According to Democracy Now, Risen’s original story was supposed to be published in the New York Times prior to the Presidential election in 2004. However, the report was not published until 2006, because Risen was under “government pressure,” due to the fact that his article could have had an effect of the outcome between candidates George W. Bush and John Kerry.
The same accounts included in the report, were also detailed in a book authored by Risen, titled, State of War: The Secret History of the CIA and the Bush Administration.
Now, Risen could face time in prison if he refuses to testify at the trial of ex-CIA analyst Jeffrey Sterling. Prosecutors claim Sterling gave Risen information on the CIA’s role in interfering with Iran’s nuclear program.
In a 2006 article from Risen, which includes excerpts from his book, he addressed the fact that although President Bush had insisted Iran should not be allowed to develop nuclear weapons, the country received blueprints to build a bomb in 2000, which came directly from the CIA.
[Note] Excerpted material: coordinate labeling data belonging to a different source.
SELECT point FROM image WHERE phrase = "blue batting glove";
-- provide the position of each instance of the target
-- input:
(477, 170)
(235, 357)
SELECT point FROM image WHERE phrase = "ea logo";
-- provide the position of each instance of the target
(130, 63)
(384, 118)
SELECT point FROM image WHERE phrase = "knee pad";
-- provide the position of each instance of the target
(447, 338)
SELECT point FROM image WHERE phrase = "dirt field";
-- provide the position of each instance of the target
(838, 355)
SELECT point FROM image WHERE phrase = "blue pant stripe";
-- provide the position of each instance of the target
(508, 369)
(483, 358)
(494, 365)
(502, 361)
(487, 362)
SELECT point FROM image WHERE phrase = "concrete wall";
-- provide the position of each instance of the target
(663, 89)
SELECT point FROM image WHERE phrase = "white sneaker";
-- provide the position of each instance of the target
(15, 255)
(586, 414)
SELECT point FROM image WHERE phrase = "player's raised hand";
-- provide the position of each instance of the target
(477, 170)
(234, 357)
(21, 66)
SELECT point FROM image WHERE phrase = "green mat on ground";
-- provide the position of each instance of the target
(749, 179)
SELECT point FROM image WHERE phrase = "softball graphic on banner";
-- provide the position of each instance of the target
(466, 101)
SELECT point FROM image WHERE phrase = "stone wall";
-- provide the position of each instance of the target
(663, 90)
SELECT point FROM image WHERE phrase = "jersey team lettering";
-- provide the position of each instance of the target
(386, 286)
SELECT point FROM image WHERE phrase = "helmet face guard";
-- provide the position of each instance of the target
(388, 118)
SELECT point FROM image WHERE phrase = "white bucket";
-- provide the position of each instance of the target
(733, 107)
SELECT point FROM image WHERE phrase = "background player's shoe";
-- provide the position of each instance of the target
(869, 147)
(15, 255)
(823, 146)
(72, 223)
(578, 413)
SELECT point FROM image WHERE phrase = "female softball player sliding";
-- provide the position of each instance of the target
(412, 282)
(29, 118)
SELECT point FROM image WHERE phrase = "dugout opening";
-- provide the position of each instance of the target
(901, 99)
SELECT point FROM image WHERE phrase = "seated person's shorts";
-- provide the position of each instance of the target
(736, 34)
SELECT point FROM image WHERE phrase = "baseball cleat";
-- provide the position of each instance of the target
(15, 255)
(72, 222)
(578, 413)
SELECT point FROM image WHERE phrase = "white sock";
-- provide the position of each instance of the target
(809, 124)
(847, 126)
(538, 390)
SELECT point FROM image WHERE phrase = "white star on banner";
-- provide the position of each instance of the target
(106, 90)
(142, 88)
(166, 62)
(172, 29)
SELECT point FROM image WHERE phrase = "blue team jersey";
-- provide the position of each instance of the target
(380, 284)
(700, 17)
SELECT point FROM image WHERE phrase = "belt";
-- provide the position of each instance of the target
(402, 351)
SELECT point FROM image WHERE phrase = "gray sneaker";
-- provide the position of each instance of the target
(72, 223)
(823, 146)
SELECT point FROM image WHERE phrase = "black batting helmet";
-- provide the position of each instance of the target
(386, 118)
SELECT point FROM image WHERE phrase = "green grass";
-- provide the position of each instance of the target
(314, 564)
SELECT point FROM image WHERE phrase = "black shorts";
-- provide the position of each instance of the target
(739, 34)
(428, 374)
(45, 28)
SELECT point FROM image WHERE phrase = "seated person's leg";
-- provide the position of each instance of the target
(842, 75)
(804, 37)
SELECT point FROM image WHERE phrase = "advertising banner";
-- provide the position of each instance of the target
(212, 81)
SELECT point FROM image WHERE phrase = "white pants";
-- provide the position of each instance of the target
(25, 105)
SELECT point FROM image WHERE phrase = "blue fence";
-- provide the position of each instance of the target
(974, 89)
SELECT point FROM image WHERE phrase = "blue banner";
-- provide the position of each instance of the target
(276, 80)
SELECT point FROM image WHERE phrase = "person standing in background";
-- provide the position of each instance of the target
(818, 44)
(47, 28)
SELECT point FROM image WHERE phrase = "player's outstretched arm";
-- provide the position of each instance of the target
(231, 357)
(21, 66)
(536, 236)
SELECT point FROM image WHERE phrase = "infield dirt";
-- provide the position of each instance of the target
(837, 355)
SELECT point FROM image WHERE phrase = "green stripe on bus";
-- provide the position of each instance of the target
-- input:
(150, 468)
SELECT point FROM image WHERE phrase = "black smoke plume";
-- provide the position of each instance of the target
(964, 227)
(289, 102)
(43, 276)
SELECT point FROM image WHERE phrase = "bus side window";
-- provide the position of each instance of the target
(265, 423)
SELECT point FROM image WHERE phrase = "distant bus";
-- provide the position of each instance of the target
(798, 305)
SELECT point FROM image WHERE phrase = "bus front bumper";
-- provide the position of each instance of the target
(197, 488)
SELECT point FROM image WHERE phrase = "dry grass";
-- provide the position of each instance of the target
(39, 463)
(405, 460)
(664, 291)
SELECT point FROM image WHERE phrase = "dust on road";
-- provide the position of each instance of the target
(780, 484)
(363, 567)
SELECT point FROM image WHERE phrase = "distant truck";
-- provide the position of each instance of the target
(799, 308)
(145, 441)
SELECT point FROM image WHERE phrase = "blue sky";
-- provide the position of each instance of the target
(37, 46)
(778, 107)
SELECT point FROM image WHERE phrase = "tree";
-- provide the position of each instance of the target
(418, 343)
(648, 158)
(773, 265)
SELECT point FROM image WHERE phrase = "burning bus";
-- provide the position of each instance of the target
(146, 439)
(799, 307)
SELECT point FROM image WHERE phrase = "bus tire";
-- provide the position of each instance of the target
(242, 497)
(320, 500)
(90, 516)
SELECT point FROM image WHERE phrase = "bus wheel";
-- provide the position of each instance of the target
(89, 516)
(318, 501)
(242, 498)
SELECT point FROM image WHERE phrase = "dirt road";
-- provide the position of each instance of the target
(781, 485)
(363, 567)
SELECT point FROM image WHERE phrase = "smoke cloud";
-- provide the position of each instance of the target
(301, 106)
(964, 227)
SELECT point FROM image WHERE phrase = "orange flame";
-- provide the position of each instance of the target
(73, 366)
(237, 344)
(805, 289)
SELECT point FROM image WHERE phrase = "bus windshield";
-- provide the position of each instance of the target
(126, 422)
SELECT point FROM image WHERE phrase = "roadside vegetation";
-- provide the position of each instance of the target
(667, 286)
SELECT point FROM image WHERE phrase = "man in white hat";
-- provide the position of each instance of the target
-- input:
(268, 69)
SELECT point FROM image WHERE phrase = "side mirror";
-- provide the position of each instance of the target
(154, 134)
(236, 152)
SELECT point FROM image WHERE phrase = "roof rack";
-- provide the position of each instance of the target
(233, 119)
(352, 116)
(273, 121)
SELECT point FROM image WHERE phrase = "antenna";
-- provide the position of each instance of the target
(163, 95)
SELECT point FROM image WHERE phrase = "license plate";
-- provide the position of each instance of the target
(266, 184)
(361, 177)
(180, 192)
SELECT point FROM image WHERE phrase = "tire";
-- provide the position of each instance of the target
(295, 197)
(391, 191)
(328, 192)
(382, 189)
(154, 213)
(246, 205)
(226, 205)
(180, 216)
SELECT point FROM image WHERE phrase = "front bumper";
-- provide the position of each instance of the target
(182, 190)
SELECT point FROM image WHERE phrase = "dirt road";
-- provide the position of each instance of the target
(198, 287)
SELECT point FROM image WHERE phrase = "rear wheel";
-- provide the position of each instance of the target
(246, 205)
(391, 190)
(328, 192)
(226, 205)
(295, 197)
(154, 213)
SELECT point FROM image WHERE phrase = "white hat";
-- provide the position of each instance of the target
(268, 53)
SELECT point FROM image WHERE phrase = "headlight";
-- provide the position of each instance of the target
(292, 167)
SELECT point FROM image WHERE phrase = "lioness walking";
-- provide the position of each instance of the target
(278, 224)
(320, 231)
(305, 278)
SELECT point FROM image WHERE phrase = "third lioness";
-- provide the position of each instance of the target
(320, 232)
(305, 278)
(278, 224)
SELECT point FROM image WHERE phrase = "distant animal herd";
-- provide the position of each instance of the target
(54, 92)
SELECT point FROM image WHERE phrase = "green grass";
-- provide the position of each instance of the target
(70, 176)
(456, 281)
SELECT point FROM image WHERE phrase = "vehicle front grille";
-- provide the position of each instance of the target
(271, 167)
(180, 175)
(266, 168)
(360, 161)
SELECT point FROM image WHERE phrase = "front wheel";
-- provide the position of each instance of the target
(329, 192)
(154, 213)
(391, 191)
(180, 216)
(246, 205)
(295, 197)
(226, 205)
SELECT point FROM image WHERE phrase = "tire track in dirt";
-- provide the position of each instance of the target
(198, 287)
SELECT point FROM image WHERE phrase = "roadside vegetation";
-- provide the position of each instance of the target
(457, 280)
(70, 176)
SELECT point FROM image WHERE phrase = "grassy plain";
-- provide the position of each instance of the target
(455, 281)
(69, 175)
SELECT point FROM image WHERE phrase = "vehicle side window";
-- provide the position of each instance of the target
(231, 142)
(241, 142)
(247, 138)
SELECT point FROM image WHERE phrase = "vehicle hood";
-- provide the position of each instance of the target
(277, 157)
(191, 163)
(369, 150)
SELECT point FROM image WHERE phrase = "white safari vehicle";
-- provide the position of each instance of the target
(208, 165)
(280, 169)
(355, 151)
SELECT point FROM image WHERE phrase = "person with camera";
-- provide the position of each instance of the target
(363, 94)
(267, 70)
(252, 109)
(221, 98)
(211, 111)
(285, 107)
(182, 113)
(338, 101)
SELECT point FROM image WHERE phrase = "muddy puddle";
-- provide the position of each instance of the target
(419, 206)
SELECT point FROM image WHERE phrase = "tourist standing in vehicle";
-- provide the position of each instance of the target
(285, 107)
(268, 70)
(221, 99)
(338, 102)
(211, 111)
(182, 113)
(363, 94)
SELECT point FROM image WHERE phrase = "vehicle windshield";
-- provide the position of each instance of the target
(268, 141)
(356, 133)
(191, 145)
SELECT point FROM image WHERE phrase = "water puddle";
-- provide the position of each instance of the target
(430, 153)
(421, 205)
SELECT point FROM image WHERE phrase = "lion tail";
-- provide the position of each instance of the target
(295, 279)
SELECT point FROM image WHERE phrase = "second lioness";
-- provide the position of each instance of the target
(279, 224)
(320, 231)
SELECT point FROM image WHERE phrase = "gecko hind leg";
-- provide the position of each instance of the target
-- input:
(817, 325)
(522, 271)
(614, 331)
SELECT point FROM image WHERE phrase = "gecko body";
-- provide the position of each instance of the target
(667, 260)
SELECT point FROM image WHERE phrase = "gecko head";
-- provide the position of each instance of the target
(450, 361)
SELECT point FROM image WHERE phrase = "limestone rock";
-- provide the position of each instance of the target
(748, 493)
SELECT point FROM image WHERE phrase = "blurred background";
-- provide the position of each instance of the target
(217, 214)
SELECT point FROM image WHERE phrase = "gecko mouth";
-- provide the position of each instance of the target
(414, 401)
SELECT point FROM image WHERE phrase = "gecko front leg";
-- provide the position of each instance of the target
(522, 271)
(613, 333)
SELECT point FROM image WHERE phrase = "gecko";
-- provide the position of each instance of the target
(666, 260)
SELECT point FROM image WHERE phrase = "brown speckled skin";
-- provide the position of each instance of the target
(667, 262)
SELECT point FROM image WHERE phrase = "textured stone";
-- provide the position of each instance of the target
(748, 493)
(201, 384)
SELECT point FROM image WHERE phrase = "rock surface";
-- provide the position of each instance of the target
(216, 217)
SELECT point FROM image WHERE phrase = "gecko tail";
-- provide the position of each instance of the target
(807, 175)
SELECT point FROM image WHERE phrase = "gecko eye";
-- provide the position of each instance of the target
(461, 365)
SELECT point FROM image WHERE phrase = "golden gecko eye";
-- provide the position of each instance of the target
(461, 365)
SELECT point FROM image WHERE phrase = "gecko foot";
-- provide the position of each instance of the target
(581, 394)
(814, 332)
According to Democracy Now, because of his revelations, Risen has been “pursued by both the Bush and Obama administrations in a six-year leak investigation,” and he has vowed to “go to jail rather than testify at Sterling’s trial, which is set to begin in January.”
When it comes to prosecuting whistleblowers, the Obama Administration holds the record with eight, which is more than double the three who were prosecuted by previous presidents.
The three journalists who were indicted prior to Obama’s presidency were Daniel Ellsberg in 1973, Samuel Morrison in 1985, and Larry Franklin in 2005.
Since Obama’s time in office, those prosecuted include Thomas Drake and Shamai Leibowitz in 2010, Chelsea Manning, John Kiriakou, and Donal Sachtleben in 2013, and Stephen Kim in 2014. The cases of Jeffrey Sterling and Edward Snowden are currently pending.
In addition to increasing the number of journalists indicted, Obama has also increased the price each one is forced to pay.
According to the American Civil Liberties Union (ACLU), due to press freedom concerns, “sentencing in media leak cases has historically been relatively light,” with only 24 months of jail time for the three whistleblowers prosecuted from 1973 to 2005.
However, ACLU noted that Obama has “secured 526 months of prison time for national security leakers,” with the majority given to Chelsea Manning, who was sentenced to 35 years.
Despite the fact that the odds of succeeding as a whistleblower, under the current administration, are not in his favor, James Risen told Democracy Now that he refuses to back down.
Risen said that “staying aggressive and continuing to investigate what the government is doing,” is the only thing the government respects, and is ultimately the only way to maintain press freedom.
“I want to keep finding out the truth,” said Risen. “It’s the thing I’ve tried to do my whole life, is be a reporter and be a writer. It’s the only thing I know how to do.”